Shafae to Lead Water Quality Monitoring Efforts for Multimillion-Dollar Consortium
As traditional sources of water run low, concern around Arizona’s water supply is growing. The University of Arizona has received $4 million for phase one of a project to improve water security and water reuse methods in the arid southwestern United States, with more funds to come. Mohammed Shafae, an assistant professor in SIE, is leading the development of machine learning and artificial intelligence methods to monitor and maintain water quality.
With funding from the U.S. Army Engineer Research and Development Center's Construction Engineering Research Laboratory, the UA, the University of Southern California and the University of Nevada, Reno, are launching the Consortium for Potable Water Reuse.
"We are going to move towards autonomous and self-correcting water systems by using real-time measurements of process performance variables and correlating them to water quality metrics using machine learning,” Shafae said. “This will allow us to make timely decisions allowing fault detection, system self-correction, and performance forecasting – but most importantly, to enhance consumer confidence in reclaimed and reuse water."
The grant’s principal investigator is Andrea Achilli of chemical and environmental engineering, while other engineering co-investigators in the same department are Jim Farrell, Kerri Hickenbottom and Eduardo Saez.

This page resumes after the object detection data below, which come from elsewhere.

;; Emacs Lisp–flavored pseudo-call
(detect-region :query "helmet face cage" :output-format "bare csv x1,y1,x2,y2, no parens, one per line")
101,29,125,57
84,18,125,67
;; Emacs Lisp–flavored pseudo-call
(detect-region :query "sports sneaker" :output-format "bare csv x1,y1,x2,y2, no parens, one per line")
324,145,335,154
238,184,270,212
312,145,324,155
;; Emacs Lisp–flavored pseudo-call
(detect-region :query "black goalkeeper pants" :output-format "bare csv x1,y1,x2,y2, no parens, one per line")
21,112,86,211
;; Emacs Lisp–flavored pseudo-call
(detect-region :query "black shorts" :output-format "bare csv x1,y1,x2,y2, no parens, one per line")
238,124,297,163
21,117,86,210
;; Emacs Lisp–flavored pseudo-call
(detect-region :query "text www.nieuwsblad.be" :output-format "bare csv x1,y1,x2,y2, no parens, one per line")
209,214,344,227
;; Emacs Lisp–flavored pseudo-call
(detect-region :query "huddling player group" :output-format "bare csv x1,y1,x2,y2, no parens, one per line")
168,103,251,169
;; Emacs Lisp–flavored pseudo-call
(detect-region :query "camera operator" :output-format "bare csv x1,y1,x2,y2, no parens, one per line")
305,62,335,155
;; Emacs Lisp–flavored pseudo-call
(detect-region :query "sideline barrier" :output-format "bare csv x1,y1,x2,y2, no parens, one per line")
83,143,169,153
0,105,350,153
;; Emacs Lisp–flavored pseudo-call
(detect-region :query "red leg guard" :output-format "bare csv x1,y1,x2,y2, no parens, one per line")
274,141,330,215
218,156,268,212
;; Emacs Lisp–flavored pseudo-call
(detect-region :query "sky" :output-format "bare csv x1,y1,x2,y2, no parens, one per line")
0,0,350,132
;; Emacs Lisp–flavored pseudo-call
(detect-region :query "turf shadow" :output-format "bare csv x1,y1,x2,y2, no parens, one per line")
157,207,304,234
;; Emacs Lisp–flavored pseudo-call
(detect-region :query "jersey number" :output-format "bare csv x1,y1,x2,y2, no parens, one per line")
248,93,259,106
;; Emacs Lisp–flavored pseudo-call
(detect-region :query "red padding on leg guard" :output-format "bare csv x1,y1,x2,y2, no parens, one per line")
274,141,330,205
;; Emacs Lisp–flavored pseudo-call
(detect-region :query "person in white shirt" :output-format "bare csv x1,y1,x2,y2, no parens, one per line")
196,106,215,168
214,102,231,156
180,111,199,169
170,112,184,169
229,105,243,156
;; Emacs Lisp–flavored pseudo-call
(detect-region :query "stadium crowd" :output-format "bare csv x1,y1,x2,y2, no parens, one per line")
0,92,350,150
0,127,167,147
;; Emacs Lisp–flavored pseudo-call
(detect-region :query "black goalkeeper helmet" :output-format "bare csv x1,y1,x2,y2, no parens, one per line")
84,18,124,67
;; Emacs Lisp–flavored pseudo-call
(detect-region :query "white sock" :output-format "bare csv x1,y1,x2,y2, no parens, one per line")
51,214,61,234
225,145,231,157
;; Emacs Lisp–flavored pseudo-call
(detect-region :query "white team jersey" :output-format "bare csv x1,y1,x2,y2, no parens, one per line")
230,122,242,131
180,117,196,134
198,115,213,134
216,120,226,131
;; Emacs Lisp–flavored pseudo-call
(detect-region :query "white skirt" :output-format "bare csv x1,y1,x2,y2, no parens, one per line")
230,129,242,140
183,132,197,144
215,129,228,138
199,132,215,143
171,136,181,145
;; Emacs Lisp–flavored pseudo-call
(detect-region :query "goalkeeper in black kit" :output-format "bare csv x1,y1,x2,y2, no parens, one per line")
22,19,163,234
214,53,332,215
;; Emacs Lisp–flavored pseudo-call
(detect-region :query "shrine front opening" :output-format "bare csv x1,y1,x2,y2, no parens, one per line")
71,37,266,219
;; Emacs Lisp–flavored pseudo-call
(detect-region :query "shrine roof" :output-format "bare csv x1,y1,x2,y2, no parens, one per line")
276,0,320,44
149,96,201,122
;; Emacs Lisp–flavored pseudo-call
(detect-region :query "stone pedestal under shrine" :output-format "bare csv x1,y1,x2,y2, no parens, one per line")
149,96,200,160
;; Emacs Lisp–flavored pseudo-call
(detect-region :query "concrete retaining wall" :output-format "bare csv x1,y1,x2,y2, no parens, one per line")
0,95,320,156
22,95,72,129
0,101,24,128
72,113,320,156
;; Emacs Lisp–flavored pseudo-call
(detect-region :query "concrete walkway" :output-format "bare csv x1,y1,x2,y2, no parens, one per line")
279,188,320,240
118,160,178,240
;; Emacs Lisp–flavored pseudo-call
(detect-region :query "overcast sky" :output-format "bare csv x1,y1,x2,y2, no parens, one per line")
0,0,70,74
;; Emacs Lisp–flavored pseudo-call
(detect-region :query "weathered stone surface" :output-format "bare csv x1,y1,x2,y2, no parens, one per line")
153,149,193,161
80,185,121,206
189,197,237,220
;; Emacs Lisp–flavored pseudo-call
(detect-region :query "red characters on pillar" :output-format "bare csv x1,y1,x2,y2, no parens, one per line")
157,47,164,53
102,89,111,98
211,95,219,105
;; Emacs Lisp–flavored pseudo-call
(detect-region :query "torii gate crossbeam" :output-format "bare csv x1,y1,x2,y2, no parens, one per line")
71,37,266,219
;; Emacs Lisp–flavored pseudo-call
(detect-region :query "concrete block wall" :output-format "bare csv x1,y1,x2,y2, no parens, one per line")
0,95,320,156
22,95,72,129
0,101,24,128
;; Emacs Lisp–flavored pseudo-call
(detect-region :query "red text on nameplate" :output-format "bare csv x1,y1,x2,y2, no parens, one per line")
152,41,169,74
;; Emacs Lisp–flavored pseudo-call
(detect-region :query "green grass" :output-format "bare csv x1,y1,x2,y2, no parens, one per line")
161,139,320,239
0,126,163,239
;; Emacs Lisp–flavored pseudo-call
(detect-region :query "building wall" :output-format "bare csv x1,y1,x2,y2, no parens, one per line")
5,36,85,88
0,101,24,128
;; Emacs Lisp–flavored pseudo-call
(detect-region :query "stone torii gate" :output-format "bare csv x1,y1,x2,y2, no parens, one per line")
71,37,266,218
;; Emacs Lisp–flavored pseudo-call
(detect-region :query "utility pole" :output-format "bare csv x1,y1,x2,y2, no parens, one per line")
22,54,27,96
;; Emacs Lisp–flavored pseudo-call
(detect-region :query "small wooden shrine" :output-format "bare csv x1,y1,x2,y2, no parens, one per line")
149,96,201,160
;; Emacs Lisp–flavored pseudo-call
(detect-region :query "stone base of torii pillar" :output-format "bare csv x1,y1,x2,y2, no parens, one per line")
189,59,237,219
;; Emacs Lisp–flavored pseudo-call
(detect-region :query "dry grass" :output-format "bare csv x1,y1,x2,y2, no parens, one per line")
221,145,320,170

The UA portion of the project aims to develop a decentralized model for water reuse methods by treating water at the neighborhood, or even the building level. This conserves resources because water doesn’t have to travel as far to be treated, and it also allows citizens a clearer understanding of where their water is coming from. But monitoring so many different treatment systems is a complex task, since each neighborhood or household will have different usage levels and treatment needs. These variations means a baseline recommendation such as system cleaning or changing a filter every three months isn’t a viable approach.
“That’s economically very important, because you don’t want the filter to go bad after two months, and you’re drinking bad water for a month,” said Shafae.”

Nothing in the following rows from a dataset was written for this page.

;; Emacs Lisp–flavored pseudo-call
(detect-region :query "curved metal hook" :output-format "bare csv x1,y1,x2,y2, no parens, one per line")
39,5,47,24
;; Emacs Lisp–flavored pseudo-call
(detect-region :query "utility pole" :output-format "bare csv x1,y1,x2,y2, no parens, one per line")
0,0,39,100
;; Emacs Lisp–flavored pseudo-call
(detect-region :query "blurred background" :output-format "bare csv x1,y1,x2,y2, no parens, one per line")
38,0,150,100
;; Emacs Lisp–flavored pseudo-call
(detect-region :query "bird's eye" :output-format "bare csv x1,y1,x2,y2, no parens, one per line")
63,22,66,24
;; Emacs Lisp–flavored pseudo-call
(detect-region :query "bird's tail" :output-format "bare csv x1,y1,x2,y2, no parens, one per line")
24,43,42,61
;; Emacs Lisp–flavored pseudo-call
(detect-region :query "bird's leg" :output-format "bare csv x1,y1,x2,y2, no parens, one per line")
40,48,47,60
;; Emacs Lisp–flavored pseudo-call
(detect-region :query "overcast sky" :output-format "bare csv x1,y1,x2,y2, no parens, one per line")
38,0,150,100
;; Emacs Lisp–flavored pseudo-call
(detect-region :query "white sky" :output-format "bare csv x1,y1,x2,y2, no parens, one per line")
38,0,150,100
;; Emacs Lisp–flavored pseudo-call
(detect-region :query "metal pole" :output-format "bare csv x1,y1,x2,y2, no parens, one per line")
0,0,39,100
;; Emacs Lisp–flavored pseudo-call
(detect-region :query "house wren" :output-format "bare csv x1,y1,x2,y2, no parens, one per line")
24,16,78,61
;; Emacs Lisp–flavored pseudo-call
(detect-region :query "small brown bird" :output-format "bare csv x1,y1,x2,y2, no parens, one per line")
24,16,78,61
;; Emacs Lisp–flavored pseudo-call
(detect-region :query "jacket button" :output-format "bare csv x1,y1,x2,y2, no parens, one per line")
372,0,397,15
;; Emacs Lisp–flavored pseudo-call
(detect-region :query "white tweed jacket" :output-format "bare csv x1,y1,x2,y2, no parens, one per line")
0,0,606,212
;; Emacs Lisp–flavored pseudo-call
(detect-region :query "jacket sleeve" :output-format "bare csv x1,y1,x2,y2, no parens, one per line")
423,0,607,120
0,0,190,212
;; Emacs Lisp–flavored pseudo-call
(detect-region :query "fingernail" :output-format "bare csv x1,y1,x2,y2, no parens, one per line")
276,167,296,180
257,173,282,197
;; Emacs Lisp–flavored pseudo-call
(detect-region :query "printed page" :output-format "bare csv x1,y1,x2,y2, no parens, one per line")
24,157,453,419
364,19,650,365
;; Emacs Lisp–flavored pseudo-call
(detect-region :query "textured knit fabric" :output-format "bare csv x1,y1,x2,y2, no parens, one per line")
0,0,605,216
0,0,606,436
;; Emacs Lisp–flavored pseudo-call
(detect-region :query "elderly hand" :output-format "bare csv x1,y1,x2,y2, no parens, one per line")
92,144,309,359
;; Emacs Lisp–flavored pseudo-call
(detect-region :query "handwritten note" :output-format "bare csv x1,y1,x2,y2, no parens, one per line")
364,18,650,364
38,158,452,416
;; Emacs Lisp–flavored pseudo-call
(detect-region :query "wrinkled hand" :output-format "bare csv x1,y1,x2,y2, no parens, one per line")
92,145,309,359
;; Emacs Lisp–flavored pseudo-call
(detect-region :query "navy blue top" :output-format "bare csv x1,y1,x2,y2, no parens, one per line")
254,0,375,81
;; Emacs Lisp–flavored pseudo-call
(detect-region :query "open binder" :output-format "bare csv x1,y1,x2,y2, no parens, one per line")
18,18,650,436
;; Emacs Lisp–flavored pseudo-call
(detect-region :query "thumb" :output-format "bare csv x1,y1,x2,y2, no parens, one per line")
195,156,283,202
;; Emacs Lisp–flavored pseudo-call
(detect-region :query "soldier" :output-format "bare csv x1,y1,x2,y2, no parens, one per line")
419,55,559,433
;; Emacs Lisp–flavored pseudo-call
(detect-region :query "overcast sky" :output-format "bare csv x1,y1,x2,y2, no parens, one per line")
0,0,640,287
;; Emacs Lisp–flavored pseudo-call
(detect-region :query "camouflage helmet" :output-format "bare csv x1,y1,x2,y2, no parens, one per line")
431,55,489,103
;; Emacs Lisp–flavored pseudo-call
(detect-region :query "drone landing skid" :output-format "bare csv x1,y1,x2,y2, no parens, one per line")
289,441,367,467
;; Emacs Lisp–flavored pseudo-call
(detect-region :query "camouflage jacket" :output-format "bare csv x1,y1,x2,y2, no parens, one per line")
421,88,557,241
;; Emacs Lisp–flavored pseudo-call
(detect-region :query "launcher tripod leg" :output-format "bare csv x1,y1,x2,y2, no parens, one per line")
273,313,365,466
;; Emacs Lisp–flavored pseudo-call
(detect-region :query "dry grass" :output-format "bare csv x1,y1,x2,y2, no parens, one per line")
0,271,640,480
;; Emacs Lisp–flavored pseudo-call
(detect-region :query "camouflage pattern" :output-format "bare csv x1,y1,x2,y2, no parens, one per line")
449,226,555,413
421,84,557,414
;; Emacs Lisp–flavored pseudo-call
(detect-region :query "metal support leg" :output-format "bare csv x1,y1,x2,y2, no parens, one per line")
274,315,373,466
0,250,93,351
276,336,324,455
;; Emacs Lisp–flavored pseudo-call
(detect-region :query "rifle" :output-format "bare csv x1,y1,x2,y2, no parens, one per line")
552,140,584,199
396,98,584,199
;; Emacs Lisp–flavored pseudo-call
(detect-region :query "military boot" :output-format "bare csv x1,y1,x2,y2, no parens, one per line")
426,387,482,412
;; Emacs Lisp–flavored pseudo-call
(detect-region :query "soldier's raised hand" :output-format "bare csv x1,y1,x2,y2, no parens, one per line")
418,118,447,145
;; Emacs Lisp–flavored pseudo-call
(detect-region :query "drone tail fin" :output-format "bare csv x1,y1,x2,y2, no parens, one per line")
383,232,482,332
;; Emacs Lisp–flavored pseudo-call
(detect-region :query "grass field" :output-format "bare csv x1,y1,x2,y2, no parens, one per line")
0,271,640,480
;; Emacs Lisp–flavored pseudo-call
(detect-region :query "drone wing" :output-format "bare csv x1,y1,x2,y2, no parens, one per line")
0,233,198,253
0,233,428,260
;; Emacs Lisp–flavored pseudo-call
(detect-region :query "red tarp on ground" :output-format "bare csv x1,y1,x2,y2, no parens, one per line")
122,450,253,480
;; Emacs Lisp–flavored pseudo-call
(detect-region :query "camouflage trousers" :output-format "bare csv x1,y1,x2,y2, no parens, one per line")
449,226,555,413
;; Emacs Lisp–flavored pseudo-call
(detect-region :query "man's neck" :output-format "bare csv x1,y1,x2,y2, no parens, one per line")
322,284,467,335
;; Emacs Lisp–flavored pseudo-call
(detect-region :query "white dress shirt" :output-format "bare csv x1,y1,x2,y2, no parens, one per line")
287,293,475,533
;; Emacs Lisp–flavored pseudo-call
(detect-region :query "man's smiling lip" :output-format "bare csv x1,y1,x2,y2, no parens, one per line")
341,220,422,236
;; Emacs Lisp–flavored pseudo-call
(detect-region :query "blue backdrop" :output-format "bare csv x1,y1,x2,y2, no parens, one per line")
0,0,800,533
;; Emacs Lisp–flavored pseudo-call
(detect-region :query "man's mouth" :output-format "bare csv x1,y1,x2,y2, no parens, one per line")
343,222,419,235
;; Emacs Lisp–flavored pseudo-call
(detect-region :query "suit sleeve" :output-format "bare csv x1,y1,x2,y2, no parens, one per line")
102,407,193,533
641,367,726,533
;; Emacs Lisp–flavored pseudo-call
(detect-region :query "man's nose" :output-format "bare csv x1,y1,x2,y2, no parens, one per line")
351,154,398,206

Shafae describes the approach as a move from preventative maintenance to proactive maintenance. The water quality data gathered by sensors will be processed by machine learning and artificial intelligence methods developed by Shafae and his students in collaboration with the rest of the team. Recommendations for maintenance – whether it be changing a filter, dispatching a specialist, or potentially the system even correcting itself– will be based on this data, rather than on blanket rules that may not be suitable for all users and could be very costly.
“With these timely alerts, the system gets maintenance when it needs maintenance – whether it’s sooner or later than suggested by a predefined schedule,” Shafae said. “At the end of the day, we want to make sure we are delivering quality water in the most economical way, and I am excited my work can enable that.”